I can’t bear it. I want to go back in time and put it all right. If only Sadie hadn’t married Waistcoat Guy. If only Stephen hadn’t gone to France. If only her parents had never caught them. If only-

No. Stop with the if-onlys. There’s no point. He’s long dead. She’s dead. The story’s over.

There’s a stream of people walking past me on their way to Waterloo station, but I don’t feel ready to go back to my little flat yet. I need some fresh air. I need a bit of perspective. I push my way past a group of tourists and head up to Waterloo Bridge. The last time I was here, the clouds were low and gray. Sadie was standing on the barricade. I was yelling desperately into the wind.
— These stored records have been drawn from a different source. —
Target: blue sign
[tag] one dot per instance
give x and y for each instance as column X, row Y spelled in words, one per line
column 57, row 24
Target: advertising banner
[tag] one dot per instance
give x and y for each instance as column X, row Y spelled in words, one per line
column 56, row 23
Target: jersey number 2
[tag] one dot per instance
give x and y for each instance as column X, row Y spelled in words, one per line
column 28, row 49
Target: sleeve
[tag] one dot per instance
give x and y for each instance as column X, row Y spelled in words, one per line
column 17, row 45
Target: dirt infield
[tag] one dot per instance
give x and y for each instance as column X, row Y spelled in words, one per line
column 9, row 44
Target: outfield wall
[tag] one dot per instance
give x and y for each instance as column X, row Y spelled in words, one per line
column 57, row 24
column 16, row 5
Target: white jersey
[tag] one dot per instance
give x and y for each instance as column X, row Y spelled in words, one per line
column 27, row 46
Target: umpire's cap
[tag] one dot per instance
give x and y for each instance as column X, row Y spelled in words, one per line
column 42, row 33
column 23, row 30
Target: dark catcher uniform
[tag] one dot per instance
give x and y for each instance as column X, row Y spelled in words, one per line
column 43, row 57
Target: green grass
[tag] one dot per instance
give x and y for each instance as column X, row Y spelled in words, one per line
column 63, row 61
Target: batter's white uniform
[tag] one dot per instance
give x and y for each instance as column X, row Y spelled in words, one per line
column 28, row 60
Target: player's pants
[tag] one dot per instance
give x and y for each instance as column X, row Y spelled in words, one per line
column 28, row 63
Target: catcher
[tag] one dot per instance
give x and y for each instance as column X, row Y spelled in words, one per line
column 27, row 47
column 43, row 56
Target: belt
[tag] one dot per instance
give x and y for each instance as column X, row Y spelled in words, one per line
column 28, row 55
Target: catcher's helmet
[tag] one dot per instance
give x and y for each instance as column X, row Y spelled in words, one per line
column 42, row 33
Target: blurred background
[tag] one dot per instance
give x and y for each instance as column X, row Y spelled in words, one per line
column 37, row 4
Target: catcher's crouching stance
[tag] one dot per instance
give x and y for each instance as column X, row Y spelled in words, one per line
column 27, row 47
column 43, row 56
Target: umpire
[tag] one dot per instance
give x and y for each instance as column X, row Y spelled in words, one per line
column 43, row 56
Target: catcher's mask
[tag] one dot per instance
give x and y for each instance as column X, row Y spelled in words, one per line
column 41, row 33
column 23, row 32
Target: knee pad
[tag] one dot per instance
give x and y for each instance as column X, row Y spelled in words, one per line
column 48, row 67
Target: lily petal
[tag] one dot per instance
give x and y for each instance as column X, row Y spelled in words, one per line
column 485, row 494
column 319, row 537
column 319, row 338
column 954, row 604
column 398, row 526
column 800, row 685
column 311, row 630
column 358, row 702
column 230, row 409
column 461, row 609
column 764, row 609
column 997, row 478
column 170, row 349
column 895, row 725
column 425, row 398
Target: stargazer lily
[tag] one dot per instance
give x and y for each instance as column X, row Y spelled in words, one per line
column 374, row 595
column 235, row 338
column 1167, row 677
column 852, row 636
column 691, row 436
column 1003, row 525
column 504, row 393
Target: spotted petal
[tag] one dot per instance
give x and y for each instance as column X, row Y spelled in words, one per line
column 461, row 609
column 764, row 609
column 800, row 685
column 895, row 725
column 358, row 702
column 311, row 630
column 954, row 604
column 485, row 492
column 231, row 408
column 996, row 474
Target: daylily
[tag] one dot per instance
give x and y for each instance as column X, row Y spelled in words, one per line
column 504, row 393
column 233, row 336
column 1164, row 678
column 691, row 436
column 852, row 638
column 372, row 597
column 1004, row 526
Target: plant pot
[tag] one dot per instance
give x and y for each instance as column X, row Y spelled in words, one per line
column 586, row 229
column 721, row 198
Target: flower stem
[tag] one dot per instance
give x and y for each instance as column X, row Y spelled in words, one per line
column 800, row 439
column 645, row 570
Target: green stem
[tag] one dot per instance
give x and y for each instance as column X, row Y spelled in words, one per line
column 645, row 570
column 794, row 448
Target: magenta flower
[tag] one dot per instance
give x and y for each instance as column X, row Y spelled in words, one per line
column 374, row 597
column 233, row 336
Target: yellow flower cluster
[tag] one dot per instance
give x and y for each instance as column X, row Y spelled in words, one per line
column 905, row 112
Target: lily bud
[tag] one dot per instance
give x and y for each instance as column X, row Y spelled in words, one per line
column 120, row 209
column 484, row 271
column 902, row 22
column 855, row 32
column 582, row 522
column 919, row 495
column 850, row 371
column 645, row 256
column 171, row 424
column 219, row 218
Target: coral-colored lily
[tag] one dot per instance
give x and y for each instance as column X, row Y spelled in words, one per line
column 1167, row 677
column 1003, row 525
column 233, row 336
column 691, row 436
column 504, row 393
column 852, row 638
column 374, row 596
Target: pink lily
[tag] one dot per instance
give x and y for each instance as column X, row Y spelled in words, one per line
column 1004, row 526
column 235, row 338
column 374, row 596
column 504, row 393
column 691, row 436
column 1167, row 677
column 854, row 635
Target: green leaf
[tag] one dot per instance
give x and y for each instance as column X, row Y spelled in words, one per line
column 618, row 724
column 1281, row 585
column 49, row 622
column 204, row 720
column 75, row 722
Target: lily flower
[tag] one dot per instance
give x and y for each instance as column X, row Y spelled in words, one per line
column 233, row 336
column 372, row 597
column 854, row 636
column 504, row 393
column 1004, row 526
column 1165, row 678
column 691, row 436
But this evening is warm and balmy. The Thames is blue, with only the tiniest white ruffles. A pleasure boat is cruising slowly along, and a couple of people are waving up at the London Eye.

I stop at the same place as before and gaze out toward Big Ben. But I’m not seeing anything properly. My mind feels lodged in the past. I keep seeing Stephen’s dated, scratchy writing. I keep hearing his old-fashioned phrases. I keep picturing him, sit ting on a clifftop in France, writing to Sadie. I even keep hearing snatches of Charleston music, as though a twenties band is playing

Hang on a minute.

A twenties band is playing.

I suddenly focus on the scene below me. A few hundred meters away in Jubilee Gardens, people are gathered on the big square of grass. A bandstand has been put up. A band is playing a jazzy dance number. People are dancing. Of course. It’s the jazz festival. The one they were leafleting about when I came here with Ed. The one I still have a ticket for, folded up in my purse.

For a moment I just stand there on the bridge, watching the scene. The band is playing the Charleston. Girls in twenties costumes are dancing on the stage, fringes and beads flashing back and forth. I can see bright eyes and twinkling feet and bobbing feathers. And suddenly, among the crowd, I see… I think I glimpse…

No.

For a moment I’m transfixed. Then, without allowing my brain to think what it’s trying to think, without letting a single hope flicker to life, I turn and start walking calmly along the bridge, down the steps. Somehow I force myself not to rush or run. I just move steadily toward the sound of the music, breathing hard, my hands clenched tight.

There’s a banner strung over the bandstand, silver balloons are gathered in bunches, and a trumpeter in a shiny waistcoat is on his feet, playing a tricky solo. All around, people are gathered, watching the Charleston dancers onstage, and on a wooden dance-floor laid on the grass, people are dancing themselves-some in jeans and some in so-called 1920s costumes. Everyone’s smiling admiringly and pointing at the costumes, but to me, they look rubbish. Even the flapper girls onstage. They’re just imitations, with fake feathers and plastic pearls and modern shoes and twenty-first-century makeup. They look nothing like the real thing. Nothing like a proper twenties girl. Nothing like-

And I stop dead, my heart in my throat. I was right.

She’s up by the bandstand, dancing her heart out. She’s in a pale yellow dress, with a matching band around her dark hair. She looks more wraithlike than ever. Her head is thrown back and her eyes are closed in concentration, and she looks as though she’s shutting out the world. People are dancing through her, trampling on her feet and elbowing her, but she doesn’t even seem to notice.

God knows what she’s been doing, these last few days.

As I watch, she disappears behind two laughing girls in denim jackets, and I feel a dart of panic. I can’t lose her again. Not after all this.

“Sadie!” I start pushing my way through the crowd. “Sa-die! It’s me, Lara!”

I catch a glimpse of her again, her eyes opened wide. She’s looking all around. She heard me.

“Sadie! Over here!” I’m waving frantically, and a few people turn to see who I’m yelling at.

Suddenly she sees me, and her whole body goes motionless. Her expression is unfathomable and, as I near her, I feel a sudden apprehension. Somehow my perspective on Sadie has changed over the past few days. She’s not just a girl. She’s not even just my guardian angel, if she ever was that. She’s a part of art history. She’s famous. And she doesn’t even know it.

“Sadie-” I break off helplessly. I don’t know where to start. “I’m so sorry. I’ve been looking everywhere for you-”

“Well, you can’t have looked very hard!” She’s busy scanning the band and appears totally unmoved by my appearance. In spite of myself, I feel a familiar indignation rising.

“I did! I’ve spent days searching, if you want to know! Calling, shouting, looking-you have no idea what I went through!”